Further calls include aligning the 30% capital gains tax with existing income tax slabs and, critically, allowing for the set-off and carry-forward of losses. Nischal Shetty, Founder of WazirX, emphasized that such provisions are crucial for restoring onshore liquidity and fostering institutional participation, noting the evolution of the Web3 landscape since 2022. ZebPay COO Raj Karkara echoed sentiments that rationalizing the tax structure would enhance predictability for investors and institutions alike, creating a more balanced investment environment.

Beyond taxation, there is a strong appeal for clearer, forward-looking regulatory guidelines that support responsible innovation. Avinash Shekhar, CEO of Pi42, suggested that Budget 2026 could signify India's transition towards global leadership in digital assets if policy direction is provided. A CoinSwitch survey indicated that 66% of crypto investors find the current regime unfair, with a significant portion advocating for crypto to be taxed similarly to other financial assets like equities and mutual funds, including comparable rates and loss adjustment rules.

### India's Position: High Adoption, Regulatory Gaps

India stands as a global leader in crypto adoption, ranking high for transactional activity and overall usage. With an estimated 100 million crypto users and a burgeoning Web3 sector aspiring to contribute to India's $5 trillion economy goal, the market exhibits substantial potential. The Financial Intelligence Unit (FIU-IND) has already implemented enhanced anti-money laundering (AML) measures, with exchanges registered as reporting entities and adopting stricter KYC protocols, including live selfies and geolocation checks.

However, despite this high adoption and existing compliance infrastructure, the industry argues that the tax framework remains a significant impediment. The current regime is perceived as disproportionately impacting retail investors, creating friction rather than fairness. A substantial volume of Indian trading activity, estimated at ₹5 lakh crore (approximately $5 trillion) between October 2024 and October 2025, has reportedly moved to offshore exchanges, circumventing domestic oversight and potentially impacting tax revenues and consumer grievance redressal.
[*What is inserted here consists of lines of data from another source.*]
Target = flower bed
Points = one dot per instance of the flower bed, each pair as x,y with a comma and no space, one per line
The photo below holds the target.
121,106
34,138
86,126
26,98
This shift highlights a critical juncture where policy must adapt to retain economic activity and foster innovation within India's regulated parameters.

### Forward Outlook: A Defining Budget for Digital Assets

Industry executives believe Budget 2026 presents a crucial opportunity for India to recalibrate its policy approach. By addressing the tax structure's transaction-level friction and permitting loss set-offs, the government could restore onshore liquidity and strengthen investor confidence. Global players are closely watching, with suggestions for a more holistic licensing and supervision model to emerge. The impending Economic Survey may offer early indications of the government's stance on digital assets, setting the stage for a budget that could either solidify India's position in the global digital asset economy or risk further ceding ground to more accommodating regulatory environments.